Cientistas querem usar energia vital do corpo das pessoas como antenas para alimentar futura REDE 6G


Pesquisadores da Universidade de Massachusetts Amherst acreditam que usar humanos como antenas para alimentar 6G pode ser a maneira mais viável de coletar energia adicional que, de outra forma, seria desperdiçada.


Ainda não sabemos exatamente como a tecnologia sem fio 6G funcionará. Mas pesquisadores da Universidade de Massachusetts Amherst acreditam que usar humanos como antenas para alimentar 6G pode ser a maneira mais viável de coletar energia adicional que, de outra forma, seria desperdiçada.


No esforço sempre presente para acelerar a troca de informações, os cientistas já começaram a investigar a Comunicação por Luz Visível (VLC), basicamente uma versão sem fio da fibra óptica, que utiliza flashes de luz para transmitir informações. Adicionar o VLC ao 6G estimulou a equipe da UMass Amherst a se aprofundar ainda mais.


Primeiro, algumas informações básicas sobre 6G. Para relembrar, 5G – que é considerado a quinta e mais recente geração de redes de banda larga celular – ainda está na sua infância. As verdadeiras redes 5G operam em frequências de ondas milimétricas entre 30 e 300 Gigahertz, que são de 10 a 100 vezes mais altas que as redes celulares 4G anteriores. (Algumas operadoras de telefonia celular trapaceiam, no entanto, ao reivindicar a extremidade superior do espectro 4G como 5G).


A definição dessas gerações celulares é definida por uma parceria global conhecida como 3GPP . Dada a história da marcha sem fim da tecnologia, é inevitável que o 5G seja substituído por uma nova rede no futuro.

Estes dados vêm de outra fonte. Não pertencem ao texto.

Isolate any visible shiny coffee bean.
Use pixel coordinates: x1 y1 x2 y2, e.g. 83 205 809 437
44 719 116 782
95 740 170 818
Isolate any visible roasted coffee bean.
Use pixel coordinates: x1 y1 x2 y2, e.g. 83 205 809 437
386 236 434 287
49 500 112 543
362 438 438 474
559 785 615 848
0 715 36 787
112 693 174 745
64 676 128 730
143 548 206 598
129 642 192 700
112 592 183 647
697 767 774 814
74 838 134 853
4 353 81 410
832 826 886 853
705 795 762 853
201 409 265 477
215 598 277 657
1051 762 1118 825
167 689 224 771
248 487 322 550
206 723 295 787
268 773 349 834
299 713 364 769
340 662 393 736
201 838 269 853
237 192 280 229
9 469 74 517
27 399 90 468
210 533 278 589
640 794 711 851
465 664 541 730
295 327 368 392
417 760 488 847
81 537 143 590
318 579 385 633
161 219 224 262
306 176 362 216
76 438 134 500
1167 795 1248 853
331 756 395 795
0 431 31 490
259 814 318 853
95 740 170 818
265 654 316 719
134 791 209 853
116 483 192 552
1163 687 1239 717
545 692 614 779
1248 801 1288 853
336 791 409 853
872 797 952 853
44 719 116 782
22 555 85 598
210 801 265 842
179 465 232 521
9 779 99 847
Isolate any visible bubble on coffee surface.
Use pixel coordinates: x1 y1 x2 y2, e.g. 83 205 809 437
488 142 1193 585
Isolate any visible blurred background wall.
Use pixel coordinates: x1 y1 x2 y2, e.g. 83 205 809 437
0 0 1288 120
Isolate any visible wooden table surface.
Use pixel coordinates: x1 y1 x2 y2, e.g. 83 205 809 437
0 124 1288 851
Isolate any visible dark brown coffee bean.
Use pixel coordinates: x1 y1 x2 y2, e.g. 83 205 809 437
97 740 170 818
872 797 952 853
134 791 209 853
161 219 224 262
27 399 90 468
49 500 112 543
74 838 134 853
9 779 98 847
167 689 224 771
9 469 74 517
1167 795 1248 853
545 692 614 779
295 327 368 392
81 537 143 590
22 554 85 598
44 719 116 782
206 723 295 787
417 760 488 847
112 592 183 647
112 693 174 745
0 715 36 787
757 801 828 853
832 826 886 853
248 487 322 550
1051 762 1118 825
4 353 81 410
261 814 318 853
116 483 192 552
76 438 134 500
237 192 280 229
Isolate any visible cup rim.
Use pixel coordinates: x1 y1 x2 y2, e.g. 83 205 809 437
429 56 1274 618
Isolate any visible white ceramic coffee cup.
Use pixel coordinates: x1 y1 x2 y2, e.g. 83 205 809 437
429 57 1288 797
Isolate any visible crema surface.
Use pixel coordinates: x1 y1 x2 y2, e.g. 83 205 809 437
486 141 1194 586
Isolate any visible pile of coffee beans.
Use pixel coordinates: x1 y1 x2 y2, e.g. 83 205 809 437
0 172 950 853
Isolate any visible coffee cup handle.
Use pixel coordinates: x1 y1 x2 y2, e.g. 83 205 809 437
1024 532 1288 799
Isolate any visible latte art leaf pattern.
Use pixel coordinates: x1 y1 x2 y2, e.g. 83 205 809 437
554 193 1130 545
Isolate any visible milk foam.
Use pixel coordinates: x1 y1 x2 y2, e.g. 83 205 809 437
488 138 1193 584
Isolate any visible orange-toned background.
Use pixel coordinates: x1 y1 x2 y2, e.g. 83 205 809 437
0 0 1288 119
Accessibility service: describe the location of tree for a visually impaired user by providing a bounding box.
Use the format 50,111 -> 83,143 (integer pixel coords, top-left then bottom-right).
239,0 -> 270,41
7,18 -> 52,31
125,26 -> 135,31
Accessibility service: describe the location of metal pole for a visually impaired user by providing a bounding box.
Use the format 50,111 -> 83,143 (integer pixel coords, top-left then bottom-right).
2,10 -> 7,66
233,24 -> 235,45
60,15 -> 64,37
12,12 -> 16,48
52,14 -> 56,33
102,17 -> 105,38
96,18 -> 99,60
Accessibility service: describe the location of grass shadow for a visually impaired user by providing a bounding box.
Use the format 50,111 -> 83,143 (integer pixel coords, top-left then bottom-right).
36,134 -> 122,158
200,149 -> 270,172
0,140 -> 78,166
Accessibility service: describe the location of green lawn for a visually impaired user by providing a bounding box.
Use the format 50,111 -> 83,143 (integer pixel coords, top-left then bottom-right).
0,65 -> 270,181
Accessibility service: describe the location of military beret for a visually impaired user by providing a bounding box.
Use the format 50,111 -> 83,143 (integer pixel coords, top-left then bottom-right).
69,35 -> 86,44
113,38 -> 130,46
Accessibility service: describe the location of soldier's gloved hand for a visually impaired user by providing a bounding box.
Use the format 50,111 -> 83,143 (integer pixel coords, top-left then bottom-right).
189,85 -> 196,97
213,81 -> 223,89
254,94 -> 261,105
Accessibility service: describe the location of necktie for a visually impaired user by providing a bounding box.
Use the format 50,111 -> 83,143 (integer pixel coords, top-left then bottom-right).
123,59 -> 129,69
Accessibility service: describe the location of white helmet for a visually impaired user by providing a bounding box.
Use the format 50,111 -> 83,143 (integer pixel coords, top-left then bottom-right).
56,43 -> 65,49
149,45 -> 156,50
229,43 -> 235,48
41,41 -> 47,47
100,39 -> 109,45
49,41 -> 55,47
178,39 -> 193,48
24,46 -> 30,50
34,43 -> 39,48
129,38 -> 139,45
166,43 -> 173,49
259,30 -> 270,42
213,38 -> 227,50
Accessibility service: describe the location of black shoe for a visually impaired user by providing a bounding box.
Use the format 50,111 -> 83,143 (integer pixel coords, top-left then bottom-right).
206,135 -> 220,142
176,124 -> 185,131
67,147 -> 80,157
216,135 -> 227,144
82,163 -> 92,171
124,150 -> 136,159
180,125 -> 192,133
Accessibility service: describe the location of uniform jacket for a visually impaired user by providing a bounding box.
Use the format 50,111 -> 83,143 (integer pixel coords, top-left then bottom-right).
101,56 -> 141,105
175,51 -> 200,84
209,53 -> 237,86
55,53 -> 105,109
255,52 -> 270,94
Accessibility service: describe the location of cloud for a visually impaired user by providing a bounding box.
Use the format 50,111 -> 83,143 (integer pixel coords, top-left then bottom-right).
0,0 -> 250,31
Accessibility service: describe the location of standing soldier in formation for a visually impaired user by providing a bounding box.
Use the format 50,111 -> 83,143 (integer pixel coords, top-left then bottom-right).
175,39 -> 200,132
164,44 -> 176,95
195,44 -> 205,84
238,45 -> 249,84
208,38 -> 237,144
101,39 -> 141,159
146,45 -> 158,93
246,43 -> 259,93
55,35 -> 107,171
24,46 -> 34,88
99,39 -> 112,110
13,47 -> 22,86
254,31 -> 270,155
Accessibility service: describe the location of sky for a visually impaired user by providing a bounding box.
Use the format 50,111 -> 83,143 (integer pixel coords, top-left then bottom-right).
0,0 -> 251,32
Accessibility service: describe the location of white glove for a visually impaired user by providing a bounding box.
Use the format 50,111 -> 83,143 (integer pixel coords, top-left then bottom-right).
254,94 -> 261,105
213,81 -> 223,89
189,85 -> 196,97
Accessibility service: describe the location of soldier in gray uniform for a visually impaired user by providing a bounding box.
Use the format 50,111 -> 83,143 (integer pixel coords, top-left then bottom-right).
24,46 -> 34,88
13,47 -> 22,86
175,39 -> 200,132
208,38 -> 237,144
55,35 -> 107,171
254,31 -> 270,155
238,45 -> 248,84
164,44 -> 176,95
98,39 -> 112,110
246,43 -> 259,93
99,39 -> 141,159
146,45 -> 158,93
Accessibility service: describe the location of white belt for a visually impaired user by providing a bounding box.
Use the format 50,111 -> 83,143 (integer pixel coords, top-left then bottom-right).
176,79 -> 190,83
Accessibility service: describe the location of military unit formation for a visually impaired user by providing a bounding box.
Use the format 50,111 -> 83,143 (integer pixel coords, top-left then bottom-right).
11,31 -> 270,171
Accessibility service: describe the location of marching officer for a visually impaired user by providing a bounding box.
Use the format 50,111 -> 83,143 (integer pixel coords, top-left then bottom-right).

Só não está totalmente claro o que será o 6G.


Enquanto isso, no novo estudo , os cientistas da UMass Amherst descobriram que os humanos podem desempenhar um papel crucial em tornar o VLC mais eficiente, usando seus corpos como transportadores de cobre enrolado para capturar a energia residual do VLC. O principal autor do estudo, Jie Xiong, professor de ciências da informação e da computação da UMass Amherst, explica :

“O VLC É BASTANTE SIMPLES E INTERESSANTE. EM VEZ DE USAR SINAIS DE RÁDIO PARA ENVIAR INFORMAÇÕES SEM FIO, ELE USA A LUZ DE LEDS QUE PODEM LIGAR E DESLIGAR ATÉ UM MILHÃO DE VEZES POR SEGUNDO.”

As lâmpadas LED podem então transmitir dados, e “qualquer coisa com uma câmera, como nossos smartphones, tablets ou laptops, pode ser o receptor”, diz Xiong.

A desvantagem do VLC vem de uma alta taxa de “vazamento” de energia com a emissão de sinais de ondas de rádio de canal lateral. Os pesquisadores acreditam que, se conseguirem coletar a energia de radiofrequência (RF) desperdiçada, poderão utilizá-la bem, alimentando pequenos dispositivos eletrônicos.


Depois de experimentar fios, bobinas e fundos, os cientistas perceberam que o corpo humano oferece o melhor meio – até 10 vezes melhor do que qualquer outra configuração testada – para amplificar a capacidade de uma bobina de cobre de coletar energia de RF vazada. 


Eles então construíram o Bracelet+ – um dispositivo barato que deve ser usado no antebraço, mas que pode ser adaptado em um anel, cinto ou colar – para coletar a energia perdida. 


A Pulseira + de cobre enrolado pode atingir até microwatts, o suficiente para suportar sensores de monitoramento de saúde no corpo, que requerem pouca energia para funcionar, diz a equipe.


O acoplamento das bobinas de cobre aos sistemas VLC utiliza humanos como antenas para alimentar a tecnologia que utilizam.

“Em última análise”, diz Xiong, “queremos ser capazes de colher energia residual de todos os tipos de fontes para alimentar a tecnologia futura”.